Great Deal! Get Instant \$10 FREE in Account on First Order + 10% Cashback on Every Order Order Now

# 1- ISYS3374 Business Analytics – Final Exam Note: You need to submit your answers in a word document. You need to transfer the results from the excel file into the word document. In addition, you must...

1-
ISYS3374 Business Analytics – Final Exam
Note: You need to submit your answers in a word document. You need to transfer the results from the excel file into the word document. In addition, you must submit your Excel files but note that only the word document will be marked. If you think there is any issue with any questions, please make your assumptions and clearly explain them in your report.
SECTION A: Discussion Questions
1- Explain the concept of having the imbalance data in classification techniques and the way that it should be treated in developing the classification models?
2- Explain the concept of over-fitting. Explain how overfitting can be avoided?
3- Give two examples of how logistic regression can be used. You only need to explain the problem. One example is the bank that are using logistic regression to classify its new customers for loan approval. The bank wanted to identify customers that are more likely to default on their loan. Explain why you cannot use linear regression in your examples.

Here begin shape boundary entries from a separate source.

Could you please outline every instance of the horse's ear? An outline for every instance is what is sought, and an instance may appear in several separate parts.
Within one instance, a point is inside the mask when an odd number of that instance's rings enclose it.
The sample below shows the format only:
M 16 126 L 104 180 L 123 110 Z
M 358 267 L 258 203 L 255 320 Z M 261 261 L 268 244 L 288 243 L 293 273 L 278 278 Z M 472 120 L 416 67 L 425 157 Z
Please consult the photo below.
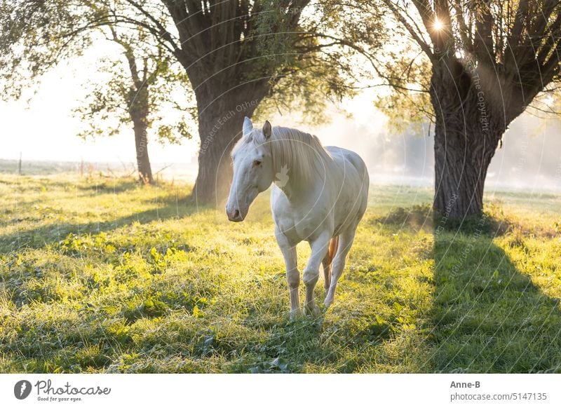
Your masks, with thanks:
M 263 125 L 263 135 L 265 137 L 265 139 L 271 137 L 271 122 L 265 121 L 265 124 Z
M 248 116 L 243 119 L 243 128 L 242 128 L 242 132 L 243 135 L 245 136 L 246 135 L 249 135 L 251 131 L 253 130 L 253 123 L 251 122 L 251 119 L 250 119 Z

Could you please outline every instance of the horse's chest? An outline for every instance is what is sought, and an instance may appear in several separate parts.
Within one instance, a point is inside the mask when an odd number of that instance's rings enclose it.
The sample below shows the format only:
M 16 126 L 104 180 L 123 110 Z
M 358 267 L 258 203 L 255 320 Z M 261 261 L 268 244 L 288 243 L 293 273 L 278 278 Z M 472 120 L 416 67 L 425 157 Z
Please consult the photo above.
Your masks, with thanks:
M 290 240 L 299 242 L 313 238 L 321 233 L 329 224 L 326 214 L 315 211 L 280 211 L 275 215 L 278 230 Z

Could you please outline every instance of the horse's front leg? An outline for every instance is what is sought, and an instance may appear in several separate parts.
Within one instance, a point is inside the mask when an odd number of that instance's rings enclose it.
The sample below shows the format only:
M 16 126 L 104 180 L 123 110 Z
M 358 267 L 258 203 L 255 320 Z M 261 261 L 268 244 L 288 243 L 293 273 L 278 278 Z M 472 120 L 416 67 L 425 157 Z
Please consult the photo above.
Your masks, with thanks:
M 328 232 L 322 233 L 318 238 L 310 241 L 311 255 L 308 264 L 304 270 L 304 284 L 306 285 L 306 302 L 304 312 L 317 315 L 320 309 L 316 305 L 313 289 L 320 276 L 320 265 L 327 252 L 329 243 L 332 234 Z
M 275 236 L 286 266 L 286 281 L 290 291 L 290 318 L 300 313 L 300 297 L 298 289 L 300 285 L 300 272 L 298 271 L 298 258 L 296 246 L 292 245 L 280 231 L 276 230 Z

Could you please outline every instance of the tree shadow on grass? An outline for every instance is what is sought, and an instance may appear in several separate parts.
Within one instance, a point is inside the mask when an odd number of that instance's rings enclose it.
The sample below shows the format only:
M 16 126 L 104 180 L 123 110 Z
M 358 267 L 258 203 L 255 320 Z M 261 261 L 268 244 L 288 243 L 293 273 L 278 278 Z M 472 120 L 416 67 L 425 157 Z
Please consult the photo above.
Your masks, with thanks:
M 506 238 L 509 252 L 541 256 L 520 237 Z M 544 294 L 493 236 L 437 229 L 434 260 L 427 371 L 561 372 L 559 299 Z
M 428 205 L 396 209 L 372 222 L 433 237 L 428 355 L 419 371 L 561 372 L 560 299 L 536 283 L 555 291 L 560 282 L 548 261 L 559 254 L 547 226 L 529 231 L 492 207 L 480 219 L 455 222 L 433 218 Z

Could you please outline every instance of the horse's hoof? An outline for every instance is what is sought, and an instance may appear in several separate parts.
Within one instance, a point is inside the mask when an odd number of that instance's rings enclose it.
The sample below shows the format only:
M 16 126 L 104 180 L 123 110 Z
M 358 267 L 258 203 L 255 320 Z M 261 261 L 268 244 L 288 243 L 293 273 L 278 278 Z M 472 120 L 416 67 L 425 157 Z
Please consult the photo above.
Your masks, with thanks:
M 300 309 L 295 309 L 293 311 L 290 311 L 290 320 L 295 320 L 296 319 L 298 318 L 300 314 L 301 314 Z
M 320 308 L 318 307 L 318 305 L 313 305 L 313 308 L 306 306 L 304 308 L 304 313 L 307 315 L 317 316 L 320 314 Z

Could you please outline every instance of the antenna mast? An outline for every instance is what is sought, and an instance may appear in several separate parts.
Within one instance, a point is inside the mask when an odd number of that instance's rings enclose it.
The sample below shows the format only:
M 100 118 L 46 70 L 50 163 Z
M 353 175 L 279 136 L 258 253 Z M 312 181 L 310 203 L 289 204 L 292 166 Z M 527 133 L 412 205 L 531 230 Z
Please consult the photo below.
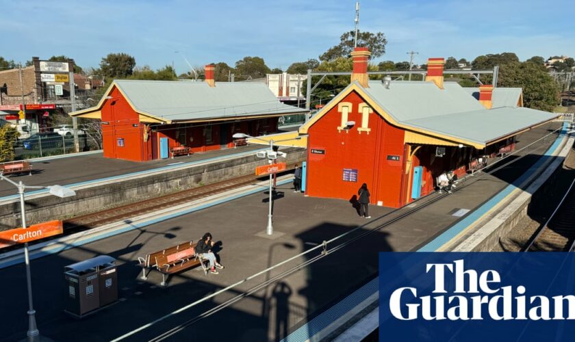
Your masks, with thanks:
M 357 47 L 357 30 L 359 26 L 359 0 L 355 2 L 355 38 L 353 40 L 353 47 Z

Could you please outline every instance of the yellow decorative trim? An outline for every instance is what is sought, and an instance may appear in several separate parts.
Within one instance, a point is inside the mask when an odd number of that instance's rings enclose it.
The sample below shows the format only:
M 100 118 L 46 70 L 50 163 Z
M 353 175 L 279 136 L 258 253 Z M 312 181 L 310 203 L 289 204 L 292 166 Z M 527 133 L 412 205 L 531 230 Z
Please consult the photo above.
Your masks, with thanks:
M 420 134 L 411 131 L 405 131 L 403 137 L 405 144 L 422 144 L 424 145 L 440 145 L 446 146 L 457 146 L 459 144 L 454 142 L 438 139 L 424 134 Z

SECTION B: QUANTITATIVE QUESTIONS
1. There are 500 client records in the first sheet of the file Toy-Info which have shopped many special toys from an e-Business website. Each record includes data on types of product purchased (between 1-5), purchase amount (\$), age, gender, marital status, whether the client has a membership and whether the customer has a discount card.
A business analyst has applied the k-means clustering method on all seven variables. The analyst increased the number of clusters to recommend a proper value of k. The resultant tests for k=5 and k=6 shown in the following sheets of the file revealed the best k as k=6.

a) Explain how the analyst found that k=6 is a proper number of clusters. Refer the relevant sheet name, table name and the values you compared.
) Describe all 6 clusters by their average characteristics.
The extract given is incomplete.